The Holm correction (also called Holm-Bonferroni) is a step-down multiple testing procedure that controls the family-wise error rate (FWER) while being uniformly more powerful than the Bonferroni correction. It works by sorting p-values from smallest to largest and comparing each to a progressively less strict threshold. The smallest p-value is tested against alpha divided by the total number of tests (same as Bonferroni). If it's rejected, the next is tested against alpha divided by n minus 1. The process continues until a p-value fails to reject, at which point all remaining hypotheses are retained.
The practical difference between Holm and Bonferroni is modest for small correction families. With 3 success metrics in a typical A/B test, the power gap is around 4 to 5 percentage points, as measured in the Confidence blog's analysis of multiple testing corrections. That means Holm detects a real effect slightly more often, but both methods perform similarly when the family size stays small.
How does the step-down procedure work?
The logic is sequential and intuitive.
Suppose you have 4 success metrics with p-values of 0.003, 0.012, 0.028, and 0.41, and your target alpha is 0.05.
- Sort the p-values: 0.003, 0.012, 0.028, 0.41.
- Compare the smallest (0.003) to 0.05/4 = 0.0125. It's smaller, so reject it.
- Compare the next (0.012) to 0.05/3 = 0.0167. It's smaller, so reject it.
- Compare the next (0.028) to 0.05/2 = 0.025. It's larger, so stop. Retain this and all remaining hypotheses.
Result: two metrics are significant, two are not. Bonferroni would have tested every p-value against 0.05/4 = 0.0125 and only rejected the first one.
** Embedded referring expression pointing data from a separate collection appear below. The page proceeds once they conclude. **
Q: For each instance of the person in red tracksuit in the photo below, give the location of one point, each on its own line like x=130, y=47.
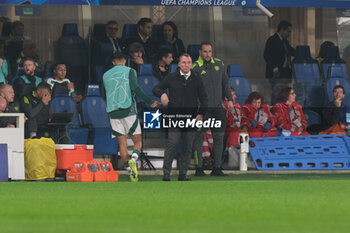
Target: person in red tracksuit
x=290, y=117
x=257, y=119
x=233, y=122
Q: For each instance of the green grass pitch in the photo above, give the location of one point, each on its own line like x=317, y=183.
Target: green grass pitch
x=237, y=203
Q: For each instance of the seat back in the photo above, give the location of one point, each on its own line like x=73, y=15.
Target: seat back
x=173, y=68
x=193, y=50
x=98, y=31
x=64, y=103
x=129, y=30
x=146, y=80
x=333, y=58
x=72, y=50
x=94, y=112
x=239, y=83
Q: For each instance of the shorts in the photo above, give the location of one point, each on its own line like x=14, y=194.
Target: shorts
x=125, y=126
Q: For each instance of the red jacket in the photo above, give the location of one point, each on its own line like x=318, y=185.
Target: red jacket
x=260, y=116
x=289, y=117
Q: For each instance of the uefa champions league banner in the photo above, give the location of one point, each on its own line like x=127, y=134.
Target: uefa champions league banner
x=247, y=3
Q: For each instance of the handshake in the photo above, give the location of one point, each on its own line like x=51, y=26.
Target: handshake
x=266, y=126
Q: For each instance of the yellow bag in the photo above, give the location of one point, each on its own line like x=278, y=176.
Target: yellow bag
x=40, y=158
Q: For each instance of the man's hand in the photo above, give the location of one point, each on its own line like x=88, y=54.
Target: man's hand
x=199, y=117
x=154, y=104
x=70, y=86
x=164, y=99
x=230, y=106
x=337, y=102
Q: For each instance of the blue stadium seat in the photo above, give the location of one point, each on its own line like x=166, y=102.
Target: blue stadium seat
x=332, y=59
x=98, y=31
x=336, y=71
x=173, y=67
x=129, y=30
x=94, y=113
x=73, y=51
x=64, y=103
x=316, y=152
x=308, y=86
x=193, y=50
x=239, y=83
x=312, y=117
x=146, y=80
x=305, y=67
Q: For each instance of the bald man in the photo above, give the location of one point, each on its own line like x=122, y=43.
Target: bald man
x=3, y=104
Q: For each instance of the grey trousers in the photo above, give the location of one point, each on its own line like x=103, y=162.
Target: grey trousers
x=174, y=137
x=218, y=138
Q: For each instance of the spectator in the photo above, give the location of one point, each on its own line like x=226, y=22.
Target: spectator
x=323, y=51
x=29, y=51
x=161, y=67
x=335, y=114
x=121, y=86
x=7, y=93
x=36, y=107
x=112, y=29
x=277, y=55
x=104, y=56
x=60, y=84
x=4, y=70
x=143, y=37
x=135, y=58
x=216, y=85
x=14, y=44
x=27, y=83
x=171, y=40
x=233, y=121
x=257, y=119
x=290, y=117
x=186, y=97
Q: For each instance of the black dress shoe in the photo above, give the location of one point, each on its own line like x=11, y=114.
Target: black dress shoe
x=166, y=177
x=217, y=172
x=183, y=178
x=200, y=172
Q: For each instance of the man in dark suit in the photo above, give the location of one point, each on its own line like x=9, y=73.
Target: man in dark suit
x=277, y=55
x=144, y=28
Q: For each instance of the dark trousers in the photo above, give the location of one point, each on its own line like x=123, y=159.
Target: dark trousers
x=218, y=138
x=174, y=137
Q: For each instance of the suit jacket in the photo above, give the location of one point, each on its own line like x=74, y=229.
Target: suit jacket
x=102, y=50
x=275, y=54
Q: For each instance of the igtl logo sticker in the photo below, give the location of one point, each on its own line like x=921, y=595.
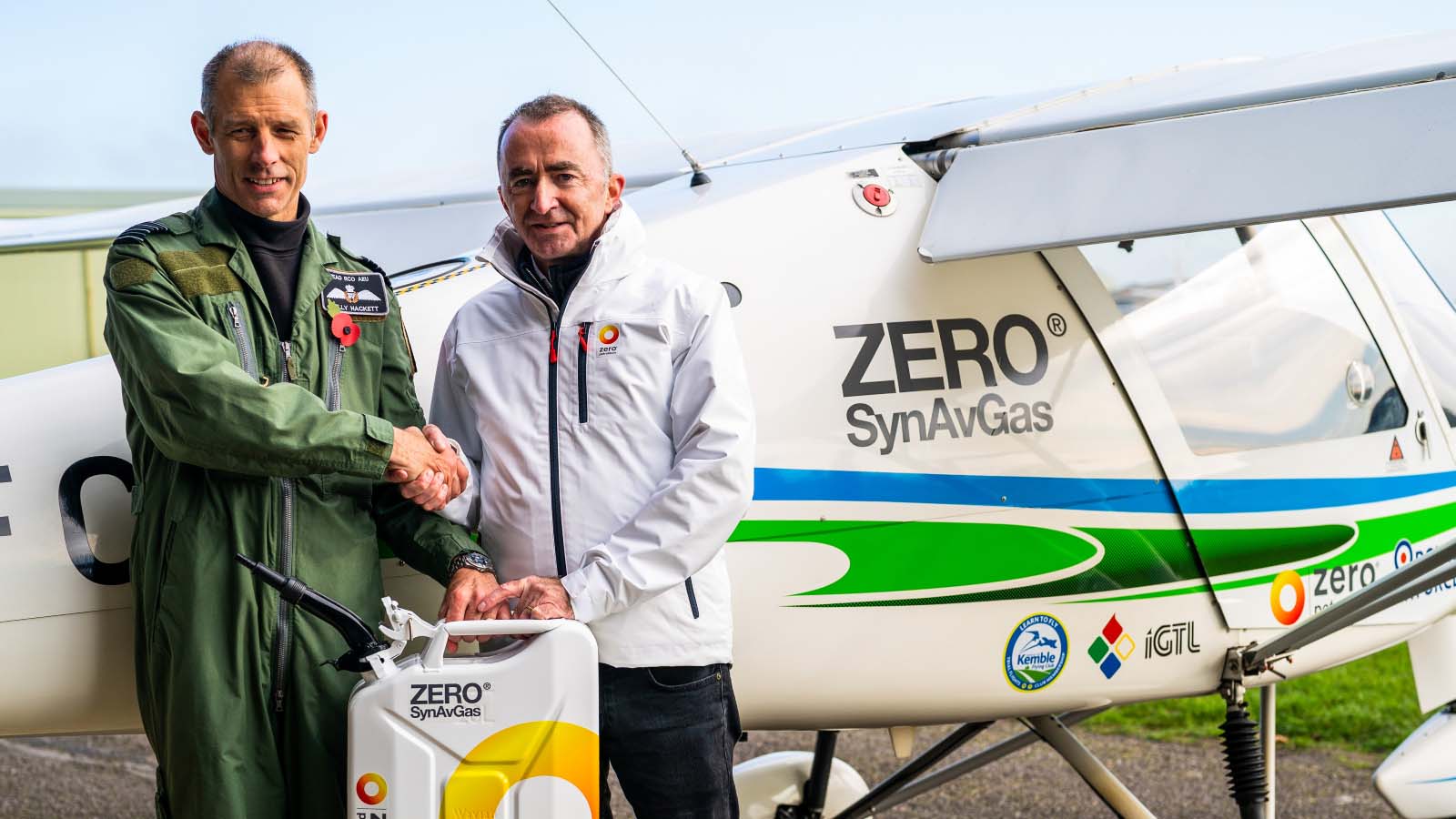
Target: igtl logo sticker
x=1111, y=649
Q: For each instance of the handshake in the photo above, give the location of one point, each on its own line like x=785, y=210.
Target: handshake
x=427, y=467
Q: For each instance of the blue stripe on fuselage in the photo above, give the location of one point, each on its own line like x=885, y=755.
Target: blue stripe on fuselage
x=1099, y=494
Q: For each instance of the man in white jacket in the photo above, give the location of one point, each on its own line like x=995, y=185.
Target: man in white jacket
x=601, y=399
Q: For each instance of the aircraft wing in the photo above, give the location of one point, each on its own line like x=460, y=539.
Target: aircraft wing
x=1270, y=140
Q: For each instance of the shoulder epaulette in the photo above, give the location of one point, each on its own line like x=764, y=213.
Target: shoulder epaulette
x=137, y=234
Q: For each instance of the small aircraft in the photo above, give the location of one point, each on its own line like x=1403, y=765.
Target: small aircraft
x=1067, y=401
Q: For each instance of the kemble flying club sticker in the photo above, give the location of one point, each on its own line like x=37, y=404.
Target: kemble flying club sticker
x=1036, y=652
x=360, y=295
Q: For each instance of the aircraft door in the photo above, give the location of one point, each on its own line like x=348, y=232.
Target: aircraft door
x=1278, y=394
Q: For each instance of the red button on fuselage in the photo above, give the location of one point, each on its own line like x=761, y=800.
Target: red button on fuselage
x=877, y=196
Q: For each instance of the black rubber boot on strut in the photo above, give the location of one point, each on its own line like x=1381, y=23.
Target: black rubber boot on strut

Holm picks up the second because, once the first hypothesis is rejected, the remaining family is effectively smaller.
This is why Holm is called a step-down method: it starts from the most significant result and steps down through the sorted list, relaxing the threshold at each step.
When does Holm outperform Bonferroni?
Holm's advantage grows with two factors: the size of the correction family and the number of genuinely non-null hypotheses.
When most hypotheses are truly null (nothing is different), Holm and Bonferroni behave almost identically. The step-down relaxation only helps when earlier hypotheses are rejected, which rarely happens when there's nothing to find.
When several metrics have real effects, Holm's sequential relaxation kicks in. Each rejected hypothesis loosens the threshold for the remaining ones, giving the procedure more power to detect additional effects. With a correction family of 10 metrics and 5 real effects, the difference can be substantial.
For A/B tests with 1 to 5 success metrics, the typical scenario in Confidence, the gap is small. Most experiments have one or two real effects at most. The step-down doesn't have many opportunities to relax the threshold.
What does Holm give up compared to Bonferroni?
The main trade-off is that Holm doesn't produce simultaneous confidence intervals. It controls FWER for the rejection decisions (which hypotheses are significant), but the adjusted p-values it produces don't correspond to confidence intervals with joint coverage guarantees. If you want to report "the effect on metric X was between A and B, and the effect on metric Y was between C and D, and both intervals hold simultaneously," Bonferroni gives you that. Holm doesn't.
This matters when stakeholders want to interpret effect sizes alongside significance decisions. If the question is purely "which metrics are significant?", Holm is a strict improvement. If the question is "what's the plausible range of the effect on each significant metric?", the Bonferroni-adjusted intervals are more useful.
Holm also makes sample size calculations harder. Bonferroni's per-test alpha is fixed before the experiment, so you can calculate the required sample size directly. Holm's effective threshold for each test depends on how many other tests are rejected, which you don't know in advance. In practice, teams size their experiments for the Bonferroni threshold and treat Holm's extra power as a bonus.
How does Confidence handle the Holm correction?
Confidence uses the Bonferroni correction as the default for FWER control on success metrics. This choice reflects the practical advantages of simultaneous confidence intervals and straightforward power calculations, which matter for how teams interpret and act on results. The 4 to 5 percentage point power gap between Bonferroni and Holm is a known cost, accepted in exchange for those properties.